Roma, 8 novembre 2025 – Giorgia Meloni non ha nascosto il suo disappunto, emerso ieri sera da Palazzo Chigi, per la decisione del presidente del Cnel, Renato Brunetta, di aumentare il proprio stipendio dopo la sentenza della Corte Costituzionale che ha eliminato il tetto dei 240 mila euro annui per i dirigenti pubblici. La premier, secondo fonti vicine al governo, considera la scelta “non condivisibile” e “inopportuna”, soprattutto in un momento in cui il tema delle retribuzioni pubbliche è tornato al centro del dibattito politico.
Brunetta alza lo stipendio: la mossa che fa discutere
La vicenda si è sviluppata in fretta. Il 6 novembre la Corte Costituzionale ha dichiarato illegittimo il limite massimo di stipendio per i dirigenti pubblici, un tetto che era stato fissato nel 2011 e confermato negli anni. Poche ore dopo la sentenza, Renato Brunetta – ex ministro e oggi presidente del Consiglio Nazionale dell’Economia e del Lavoro – ha firmato la delibera per adeguare il proprio compenso ai nuovi parametri. Un gesto che, secondo fonti di Palazzo Chigi, è stato giudicato “affrettato” e “fuori tempo”.
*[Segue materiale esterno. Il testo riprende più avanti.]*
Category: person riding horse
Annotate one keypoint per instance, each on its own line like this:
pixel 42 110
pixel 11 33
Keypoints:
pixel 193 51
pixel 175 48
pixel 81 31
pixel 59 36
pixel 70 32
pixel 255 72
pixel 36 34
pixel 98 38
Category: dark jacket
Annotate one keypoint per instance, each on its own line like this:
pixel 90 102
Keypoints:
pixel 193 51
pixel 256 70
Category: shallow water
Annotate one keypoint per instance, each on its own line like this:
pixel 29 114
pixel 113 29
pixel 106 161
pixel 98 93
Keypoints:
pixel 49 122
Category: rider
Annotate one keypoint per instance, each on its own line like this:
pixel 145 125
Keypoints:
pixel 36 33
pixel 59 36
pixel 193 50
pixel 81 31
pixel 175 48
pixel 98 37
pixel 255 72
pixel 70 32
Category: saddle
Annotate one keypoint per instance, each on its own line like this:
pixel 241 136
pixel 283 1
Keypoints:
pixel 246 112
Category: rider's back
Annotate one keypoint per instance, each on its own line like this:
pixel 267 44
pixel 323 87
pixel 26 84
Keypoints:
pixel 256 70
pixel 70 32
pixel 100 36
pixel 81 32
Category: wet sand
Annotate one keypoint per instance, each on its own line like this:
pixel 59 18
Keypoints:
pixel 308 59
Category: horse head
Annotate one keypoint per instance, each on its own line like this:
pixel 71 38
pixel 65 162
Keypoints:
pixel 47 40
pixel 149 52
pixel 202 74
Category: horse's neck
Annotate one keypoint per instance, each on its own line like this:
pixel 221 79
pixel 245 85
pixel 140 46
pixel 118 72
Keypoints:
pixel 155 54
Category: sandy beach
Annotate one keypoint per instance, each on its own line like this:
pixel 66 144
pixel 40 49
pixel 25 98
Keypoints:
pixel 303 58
A Palazzo Chigi cresce la tensione
Ieri sera, nei corridoi di Palazzo Chigi, si respirava una certa tensione. “Non era il momento giusto”, ha detto un collaboratore della premier, sottolineando come questa decisione rischi di scatenare polemiche proprio mentre il governo sta lavorando alla legge di bilancio e cerca di tenere sotto controllo la spesa pubblica. La stessa Meloni, sempre secondo fonti qualificate, avrebbe mostrato “irritazione” per una scelta presa senza confronto con l’esecutivo.
Stipendi pubblici, il nodo resta caldo
Il tema degli stipendi dei dirigenti pubblici resta spinoso. Quel tetto di 240 mila euro era stato introdotto per motivi di equità e per contenere i costi, soprattutto dopo la crisi finanziaria. Ora, con la sentenza della Consulta, la regola salta e si apre una fase nuova. “Serve una riflessione seria”, spiega un esponente della maggioranza, “non possiamo permettere che chi sta ai vertici delle istituzioni mandi ai cittadini segnali sbagliati”. Dall’opposizione, invece, si teme che si apra una corsa agli aumenti proprio mentre tante famiglie fanno i conti con l’inflazione.
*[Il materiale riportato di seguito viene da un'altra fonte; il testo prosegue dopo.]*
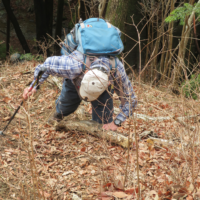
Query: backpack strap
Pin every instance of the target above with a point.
(113, 64)
(88, 60)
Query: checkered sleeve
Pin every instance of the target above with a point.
(63, 66)
(125, 92)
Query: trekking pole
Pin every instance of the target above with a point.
(36, 83)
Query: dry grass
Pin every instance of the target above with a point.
(39, 163)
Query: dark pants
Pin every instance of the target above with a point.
(69, 100)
Brunetta: “Ho solo seguito la legge”
Renato Brunetta, incontrato dai giornalisti all’uscita del Cnel in viale David Lubin poco dopo le 17, si è difeso: “Ho fatto solo quello che la sentenza della Corte Costituzionale imponeva. Non è una decisione personale”. L’ex ministro ha aggiunto che “le regole valgono per tutti” e che eventuali modifiche dovranno arrivare dal Parlamento.
Il dibattito politico si infiamma
Nel frattempo, le opposizioni hanno subito attaccato sia la sentenza sia la rapidità con cui Brunetta ha adeguato il proprio stipendio. “È un segnale sbagliato”, ha detto Elly Schlein (Pd), mentre Giuseppe Conte (M5S) ha chiesto al governo di intervenire subito per mettere nuovi limiti. Dall’altra parte, esponenti di Forza Italia hanno difeso Brunetta: “Ha semplicemente rispettato la legge”, ha detto Giorgio Mulè.
Che succede adesso?
Il governo per ora guarda e valuta. Fonti del Ministero dell’Economia, guidato da Giancarlo Giorgetti, fanno sapere che si sta studiando se è possibile intervenire con un nuovo provvedimento per fissare limiti diversi o regole più strette. “Non possiamo lasciare l’idea di una casta privilegiata”, ha confidato un sottosegretario leghista.
La vicenda è tutt’altro che chiusa. Nei prossimi giorni arriveranno nuove prese di posizione da maggioranza e opposizione. Intanto, tra i dipendenti pubblici e i sindacati cresce la curiosità: altri dirigenti seguiranno l’esempio di Brunetta? E il governo riuscirà davvero a mettere mano, ancora una volta, a un tema delicato come quello delle retribuzioni nella pubblica amministrazione?